Another important BFR application parameter that should be considered is the influence of different restrictive cuff widths on alterations in vision health. This is important since different cuffs are used for BFR and narrow cuffs (e.g., 5 cm) require higher pressure to occlude blood flow than wider ones (e.g., 13.5 cm) [67]. Moreover, Rossow et al. [68] revealed greater blood pressure responses applying wider cuffs compared with narrower ones; however, the same absolute degree of restriction (152 vs. 154 mmHg) was used for both conditions but was not standardized to personalized AOP. Although when restriction is made relative to AOP, cuff width might not significantly affect physiological responses, some points should be addressed for further clarification.
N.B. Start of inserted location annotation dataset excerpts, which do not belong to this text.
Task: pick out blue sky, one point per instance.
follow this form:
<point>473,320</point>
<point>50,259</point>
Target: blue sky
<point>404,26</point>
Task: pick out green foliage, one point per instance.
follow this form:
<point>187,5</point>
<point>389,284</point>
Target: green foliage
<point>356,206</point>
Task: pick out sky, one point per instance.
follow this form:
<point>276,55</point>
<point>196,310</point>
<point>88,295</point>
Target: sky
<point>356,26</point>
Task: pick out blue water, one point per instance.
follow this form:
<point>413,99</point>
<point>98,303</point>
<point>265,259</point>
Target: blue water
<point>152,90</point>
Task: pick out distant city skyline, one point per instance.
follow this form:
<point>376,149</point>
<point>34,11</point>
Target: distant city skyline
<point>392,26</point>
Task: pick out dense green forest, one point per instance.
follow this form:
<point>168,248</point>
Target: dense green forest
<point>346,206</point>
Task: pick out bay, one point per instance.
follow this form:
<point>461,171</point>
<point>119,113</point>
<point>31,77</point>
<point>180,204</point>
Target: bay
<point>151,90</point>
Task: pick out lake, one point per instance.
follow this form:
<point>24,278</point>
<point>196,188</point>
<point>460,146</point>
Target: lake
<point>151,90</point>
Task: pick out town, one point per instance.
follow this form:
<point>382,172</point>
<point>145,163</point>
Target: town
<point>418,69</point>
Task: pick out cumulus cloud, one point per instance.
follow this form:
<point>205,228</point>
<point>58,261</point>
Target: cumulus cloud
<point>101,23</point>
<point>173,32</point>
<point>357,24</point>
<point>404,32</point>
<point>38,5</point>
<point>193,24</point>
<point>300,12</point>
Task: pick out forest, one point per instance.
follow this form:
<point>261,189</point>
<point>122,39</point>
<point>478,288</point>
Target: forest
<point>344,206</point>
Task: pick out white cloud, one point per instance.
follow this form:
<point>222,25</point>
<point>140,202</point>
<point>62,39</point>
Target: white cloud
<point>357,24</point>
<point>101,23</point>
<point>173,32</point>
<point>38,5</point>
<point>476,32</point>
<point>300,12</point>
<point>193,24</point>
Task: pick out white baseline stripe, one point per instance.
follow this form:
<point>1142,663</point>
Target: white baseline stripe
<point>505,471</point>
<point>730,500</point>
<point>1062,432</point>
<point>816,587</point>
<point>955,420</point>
On the one hand, using a wide cuff increases the distance of pressure being applied to the tissue and blood vessels, creating greater resistance to blood flow [69]. Conversely, a narrow cuff might increase the risk of nerve injuries due to a higher-pressure gradient (since high AOP is required) compared with wider cuffs [69][70]. Therefore, to clarify this issue, further studies should compare the impact of wide and narrow cuffs with equal percent of AOP on IOP and ocular perfusion pressure. Finally, once the safest settings have been established, long-term investigations with outcomes monitoring [71][72] should be introduced to verify and document the safety of BFR use.